Real-Time Intrusion Monitoring

Help is on the way, however. A group of corporate IT managers, security consultants, and law enforcement officials think they’ve come up with a way to share real-time data about computer break-ins, without compromising the privacy of those who’ve been attacked.

The group, which has incorporated as the non-profit Cyber Incident Detection and Analysis Center (CIDAC), based in Philadelphia, hopes to distribute a series of intrusion monitoring machines — CIDAC calls them Real-time Cyber Attack Detection Sensors — into computer networks across the country.

These computers would not be connected to the production systems of the host company, although they will appear to belong on its network, says FBI agent and computer security expert John Chesson, who is working with the group.

“All an attacker would see,” Chesson says, “is that computer is in the IP block range of the target network, and looks like a machine that belongs there.”

That system has as good a chance of being attacked as any other machine on the network, according to Chesson, because an attacker doesn’t always know which machines are production machines and which ones aren’t.

“They may figure it out once they get inside that machine, but by then, you’ve already discovered the methods they’ve used to compromise the system. And that information is very valuable,” he says.
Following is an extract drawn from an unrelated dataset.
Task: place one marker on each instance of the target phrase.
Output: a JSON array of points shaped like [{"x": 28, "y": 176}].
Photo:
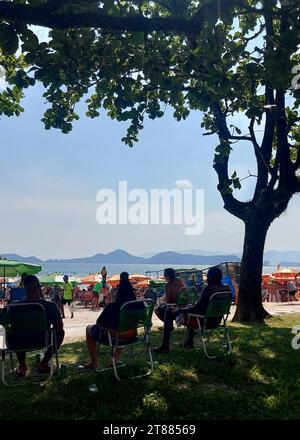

The machines would also be connected to a real-time monitoring center run by CIDDAC, which would promptly alert both law enforcement and other organizations which might be attacked, without revealing the actual identity of the company that was attacked.

Distributing machines like this widely enough could provide an early warning of a widespread attack on the nation’s infrastructure. If the monitoring station saw lots of alarms going off at power companies, for example, it would be able to quickly notify other public utilities of the intrusions.


Hampered by Corporate Bureaucracy

CIDAC’s monitoring program emerged out of an information-sharing program called InfraGard, which aims to reduce the barriers to communication between IT managers and the FBI. The program’s local chapters — there are 72 of them, in cities across the U.S. — arranges regular meetings between FBI computer crime investigators and private sector IT departments.

The program has helped. Schaeffer, of Liberty Bell Bank, says before he joined InfraGard, “if I had a [security] problem, I didn’t know who to talk to.”

Even the improved communication that has emerged out of InfraGard, however, hasn’t been enough to get companies to start reporting cyber break-ins.

IT managers who want to call the FBI often find themselves hampered by corporate bureaucracy, says Chesson. It can easily take days or weeks for a request to work its way up the chain of command and be approved by the legal department and others.

And a company’s first priority during a network intrusion is not to gather evidence and notify law enforcement, but to close the hole and get its production systems back online as quickly as possible.

Once that’s happened — often with the help of CERT or other security organizations — there’s little incentive for companies to talk about the event. “They say to themselves, ‘I’ve solved this problem, why should I drag it out for two more years?'” Chesson says.

“Nobody in the private sector wants the FBI looking at their computers,” agrees Buck Fleming, CIDAC’s Executive Director.

CIDAC, therefore, has spent considerable time and effort examining issues of liability and privacy. “We believe that we’ve worked out a way to gather this data and put it in a form that’s useful, but still protect the private sector’s privacy rights,” Fleming says.